Nikki was taken aback, both at the sincere regret in Silver Thorn’s voice at the death of his friend and at her unintentional gaffe. “I apologize, Silver Thorn. I didn’t mean to hurt you by dredging up sad memories.”
She changed the subject. “You say Tecumseh has two sons. I assume, then, that he also has a wife. Won’t Rebecca balk at the idea of sharing him with another woman? As far as that goes, is it acceptable for a Shawnee man to have more than one wife?”
“It is allowed, though not all men do so, and Tecumseh has no wife now. He divorced his first wife, who bore his first son. She returned to her own village, and Tecumapese, our sister, took over the babe’s care.”
“Why did Tecumseh divorce her? Did she burn his bacon or something?” Nikki jeered, faking a look of horror.
Silver Thorn leaned closer, matching her look for look. “She was a scold, constantly discontent and complaining, never giving the poor man a moment’s peace. Much like you could be, I imagine, if I were to give you full rein.”

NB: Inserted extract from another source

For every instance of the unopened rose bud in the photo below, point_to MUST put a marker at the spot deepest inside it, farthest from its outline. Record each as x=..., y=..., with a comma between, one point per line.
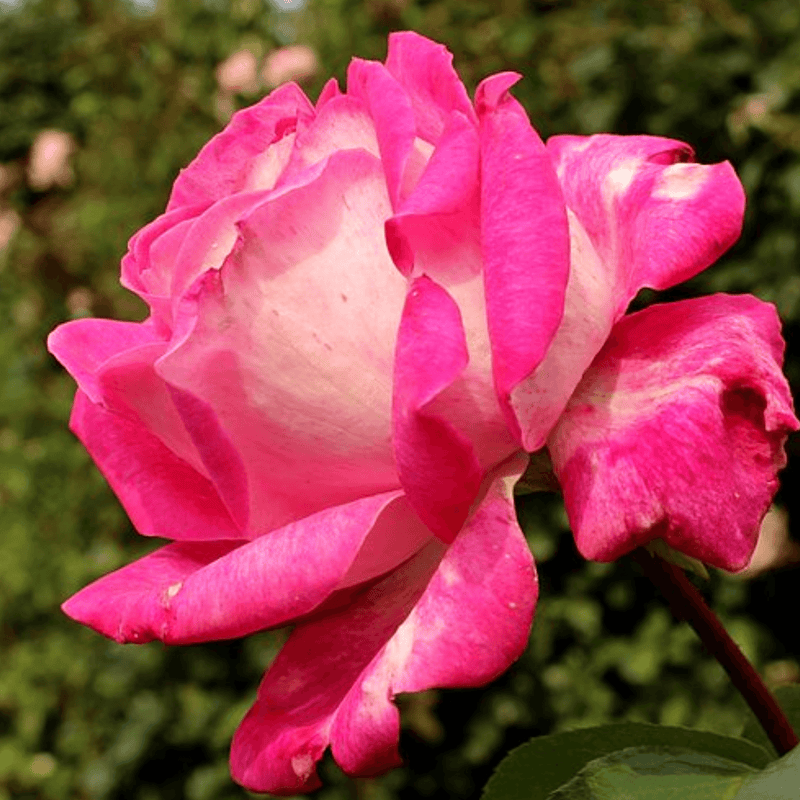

“He divorced her for that?” Nikki squawked. “What kind of wimp was he, anyway?”
“Wimp? What is a wimp?”
“Your big bad brother, evidently. In other words, a sissy, a pantywaist, a weak man.”
“This Tecumseh is not,” Silver Thorn declared adamantly. “Nor am I, as you wi
ll soon learn. And though I teased you, the true reason he divorced Monetohse is that she did not mother their son properly. She wanted naught to do with the infant. Thus, Tecumseh was able to invoke a long-standing Shawnee law and retain possession of his son, who would normally have gone to live with his mother.”

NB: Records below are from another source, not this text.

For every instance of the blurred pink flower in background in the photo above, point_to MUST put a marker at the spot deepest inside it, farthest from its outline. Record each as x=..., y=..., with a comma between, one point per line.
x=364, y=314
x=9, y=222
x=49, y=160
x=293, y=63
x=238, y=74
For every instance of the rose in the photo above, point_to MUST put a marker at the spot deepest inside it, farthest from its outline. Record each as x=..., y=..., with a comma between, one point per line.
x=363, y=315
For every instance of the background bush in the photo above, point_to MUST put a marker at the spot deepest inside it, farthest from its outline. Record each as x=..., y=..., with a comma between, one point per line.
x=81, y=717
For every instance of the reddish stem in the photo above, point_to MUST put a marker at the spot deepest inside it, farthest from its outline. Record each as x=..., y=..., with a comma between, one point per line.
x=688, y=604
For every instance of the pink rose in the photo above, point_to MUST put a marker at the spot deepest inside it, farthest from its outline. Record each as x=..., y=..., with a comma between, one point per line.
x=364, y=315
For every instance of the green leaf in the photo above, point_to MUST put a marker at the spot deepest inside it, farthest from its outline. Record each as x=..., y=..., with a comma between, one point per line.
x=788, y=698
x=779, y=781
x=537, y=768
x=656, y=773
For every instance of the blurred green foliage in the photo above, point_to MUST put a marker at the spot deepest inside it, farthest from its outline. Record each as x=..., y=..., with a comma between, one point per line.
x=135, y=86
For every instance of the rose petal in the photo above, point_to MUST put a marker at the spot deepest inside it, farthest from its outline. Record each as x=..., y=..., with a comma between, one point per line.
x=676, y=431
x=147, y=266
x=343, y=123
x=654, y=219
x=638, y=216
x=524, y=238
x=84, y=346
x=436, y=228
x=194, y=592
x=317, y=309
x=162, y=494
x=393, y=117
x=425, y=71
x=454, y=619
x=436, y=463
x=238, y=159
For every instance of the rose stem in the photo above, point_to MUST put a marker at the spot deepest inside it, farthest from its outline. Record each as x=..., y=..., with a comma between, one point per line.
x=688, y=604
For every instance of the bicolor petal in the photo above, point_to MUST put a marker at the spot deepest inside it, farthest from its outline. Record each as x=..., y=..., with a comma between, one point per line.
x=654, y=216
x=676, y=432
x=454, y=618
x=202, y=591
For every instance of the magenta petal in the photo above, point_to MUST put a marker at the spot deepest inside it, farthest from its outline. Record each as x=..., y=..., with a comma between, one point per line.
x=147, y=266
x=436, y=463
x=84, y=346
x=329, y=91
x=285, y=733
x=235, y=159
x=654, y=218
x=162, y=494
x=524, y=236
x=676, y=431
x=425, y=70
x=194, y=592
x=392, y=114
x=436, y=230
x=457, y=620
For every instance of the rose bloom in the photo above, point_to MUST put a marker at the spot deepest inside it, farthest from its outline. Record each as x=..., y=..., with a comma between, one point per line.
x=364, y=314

“He’s lucky then, because even in modern times it’s hard to prove incompetency and most judges tend to award the mother custody of the children,” Nikki commented. “But you mentioned another son. Is Mona-whoever his mother, too?”
“No. Tecumseh wed again, an older woman who bore him Naytha-way-nah and then succumbed to childbed fever. That was ten-and-seven years ago, and Tecumseh has not, in all the years since, found a woman other than Rebecca with whom he wishes to marry.”

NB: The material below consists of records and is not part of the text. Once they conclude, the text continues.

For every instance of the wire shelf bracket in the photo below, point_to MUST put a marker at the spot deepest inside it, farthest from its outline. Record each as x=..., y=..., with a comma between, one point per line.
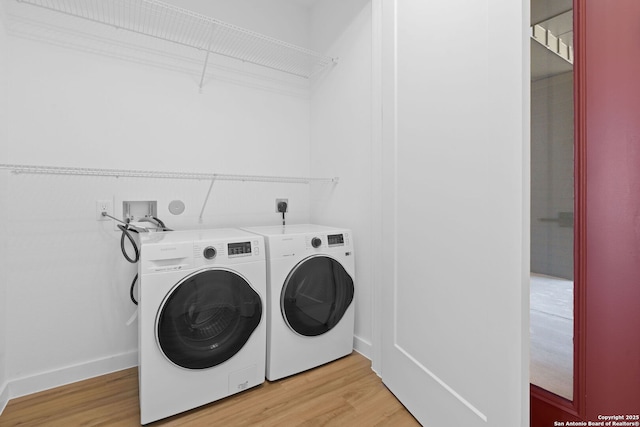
x=123, y=173
x=163, y=21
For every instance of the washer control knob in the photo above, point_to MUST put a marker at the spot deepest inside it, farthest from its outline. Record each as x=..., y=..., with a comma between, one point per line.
x=209, y=252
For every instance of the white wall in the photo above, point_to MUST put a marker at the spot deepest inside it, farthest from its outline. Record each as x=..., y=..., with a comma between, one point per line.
x=83, y=95
x=341, y=141
x=551, y=174
x=456, y=191
x=4, y=395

“So his sons are young men by now,” Nikki calculated.
Another question popped into her head. “What about the women of the tribe? Do they take more than one husband?”
Silver Thorn was shocked. “Never. She who would suggest such a disgraceful notion would surely be banned!”
“Oh, so it’s the old double standard, is it?” Nikki said, her feminist hackles rising. “It’s okay for a man to fool around, but let a woman try it and she’s immediately labeled a slut. A man can have his cake and eat it, too, but a woman is expected not only to bake the damned dessert, but to serve it to her lord and master on a silver tray! Is that close enough to the truth?” she railed.
“Not at all,” he responded. “Shawnee men and women are equals in most matters. While there is a natural division of labor, with heavier tasks allotted to the male, it is not uncommon for a man to assume his wife’s duties or for a woman to perform those most usual to a man. It is customary that a husband is not condemned for seeking the company of another woman while a wife is readily denounced for the same. Still, in most matters, their authority and responsibilities, both in the home and tribal affairs, are equally shared and their opinions mutually respected.”
“Is that why you’re not married? You can’t stand the idea of sharing control with a woman?” she needled. Then, as the thought gelled, she exclaimed softly. “Or maybe you are! Lord in heaven, it never even dawned on me that you could be married, that at your age the average man already has a wife and two-point-five children! While I admit you’re not what anyone, by any stretch of the imagination, would consider average, I think you owe me the truth. Are you now, or have you ever been, married?”